Manchester’s favourite poetry books:

1 Citizen – Claudia Rankine (Penguin)

Winner of the National Book Critics Circle Award for Poetry in America after becoming the first book in the prize’s history to be a finalist in both the poetry and criticism categories, Citizen weaves essays, images and poetry together to form a powerful testament to the individual and collective effects of racism in an ostensibly ‘post-race’ society.

2 Ten Years in an Open Necked Shirt – John Cooper Clarke (Vintage)

Punk. Poet. Pioneer. Dr Cooper Clarke’s seminal collection is as scabrous, wry & vivid now as it was when first published over 25 years ago.

3 The Divine Comedy – Dante, translated by Clive James (Pan Macmillan)

Renowned critic and poet Clive James’ striking and hugely accessible translation that gives us The Divine Comedy as a whole, unified, and dramatic work. Shortlisted for the Costa Poetry Award 2013.

4 Sentenced to Life – Clive James (Pan Macmillan)

In his new collection of poems – several of which have already become famous before their book publication – Clive James looks back over an extraordinarily rich life with clear-eyed and unflinching honesty.

5 Hold Your Own – Kate Tempest (Pan Macmillan)

Ted Hughes Award-winning performance collection is an ambitious, multi-voiced work based around the mythical figure of Tiresias following him through his transformations from child, man and woman to blind prophet.

6 Poetry Please – foreword by Roger McGough (Faber and Faber)

An anthology of the most requested and most listened to poems of all time from the BBC archive.

7 Inferno – Dante, translated by R Kirkpatrick (Penguin)

Considered to be the best modern version of Dante’s epic poem together with the original Italian

8 Brand New Ancients – Kate Tempest (Pan Macmillan)

Winner of the Ted Hughes Prize for innovation in poetry.
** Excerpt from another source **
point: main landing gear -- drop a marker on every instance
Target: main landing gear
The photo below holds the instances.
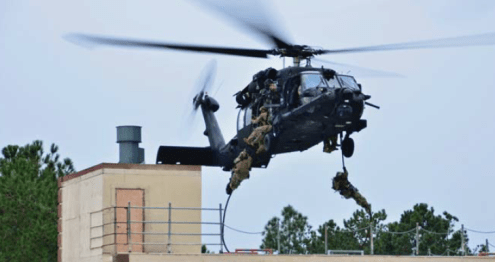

Tempest’s wholly unique blend of street poetry, rap and storytelling shows how the old myths still live on in our everyday acts of violence, bravery, sacrifice and love – and that our lives make tales no less dramatic and powerful than those of the old gods

9 WB Yeats – edited by Seamus Heaney (Faber and Faber)

Ireland’s greatest poet and one of the most influential voices in world literature in the twentieth century.

10 The Waste Land and Other Poems – TS Eliot (Faber and Faber)

The most revolutionary poem of its time, offering a devastating vision of modern civilization between the two World Wars.